Saturday's Israeli warning followed strikes that wounded at least 11 people, including three civil defence members, and damaged a major hospital, the health ministry in Beirut said.
The director of the Lebanese Italian Hospital told the NNA that it would "remain open to provide the necessary medical care" despite the damage.
Overnight strikes destroyed two buildings nearby, an AFP correspondent saw, shattering windows and also causing suspended ceilings to collapse in the hospital, management said.
A wave of attacks hit the Tyre area on Saturday, including one on its port that struck a small boat and damaged others moored nearby, the correspondent said.
Another Israeli airstrike targeted and completely destroyed a mosque in the town of Baraashit in the Bint Jbeil district, the NNA reported.
- 'Unacceptable' attacks -
Dawn strikes also targeted Beirut's southern suburbs, a largely evacuated Hezbollah stronghold that has been attacked repeatedly during more than a month of war.
In a statement on Saturday, Israel's military said it had "completed an additional wave of strikes targeting command centres belonging to the Quds Force Lebanon corps in Beirut", referring to the Iranian Revolutionary Guards' foreign operations arm, and "two headquarters of the (Palestinian Islamic Jihad)".
After attacking a bridge in the West Bekaa region in eastern Lebanon on Friday "to prevent the transfer of reinforcements and military equipment", Israel hit it again on Saturday, destroying it completely, the NNA said.
West Bekaa is right above Lebanon's south, where Israeli troops have been advancing on the ground.
The NNA also reported that, in Shebaa near the eastern side of the Israeli border, Israeli forces abducted a man at around 3:00 am on Saturday.
It was at least the third time Israeli forces have seized someone from south Lebanon after infiltrating their home since the war with Hezbollah began.
The Iran-backed group claimed responsibility Saturday for a series of attacks on northern Israeli towns and Israeli troops in Lebanese border towns, particularly Marun al-Ras, Hula and Ainata.
The war has displaced upwards of a million people in Lebanon and killed more than 1,400 people in the country, including 54 medics and three Indonesian UN peacekeepers in the south.

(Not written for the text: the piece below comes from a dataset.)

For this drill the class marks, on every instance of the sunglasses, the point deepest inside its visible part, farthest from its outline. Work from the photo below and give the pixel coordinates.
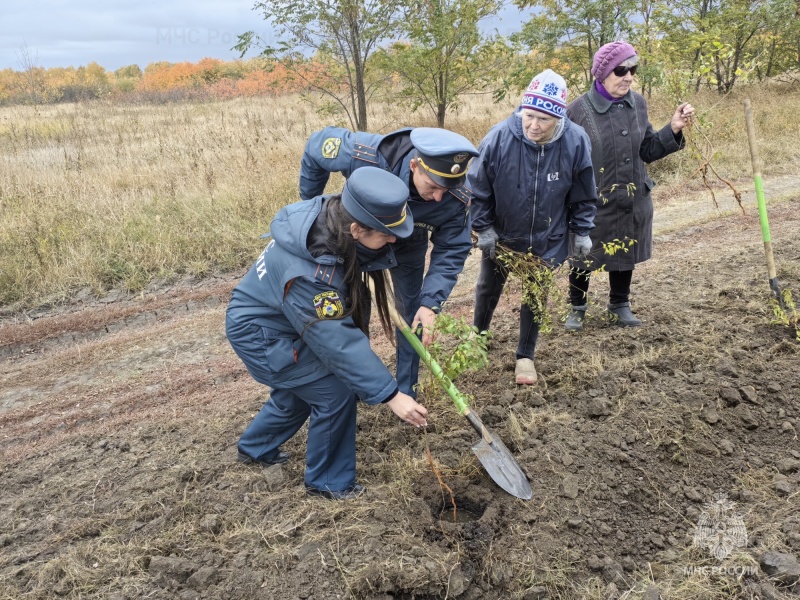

On Saturday, a strike on al-Hawsh near Tyre wounded 18 people, and a strike on Habbush in the Nabatiyeh district killed at least two children and wounded 22 people, according to Lebanon's health ministry.
The United Nations force said on Friday that three peacekeepers were wounded in a blast inside a UN facility near Odaisse, and were rushed to hospital.
Jakarta slammed the incident as "unacceptable" after the UN office there confirmed the wounded were Indonesian.
Indonesia's government said "these events underscore the urgent need to strengthen protection for UN peacekeeping forces amid an increasingly dangerous conflict situation".
On Saturday, a UN security official told AFP that Israeli forces destroyed 17 surveillance cameras linked to UNIFIL's main headquarters in Naqura.
The UN peacekeeping force has been caught in the crossfire in southern Lebanon since the start of the war, with Hezbollah launching attacks on Israel and its troops, and Israeli forces pushing into border towns.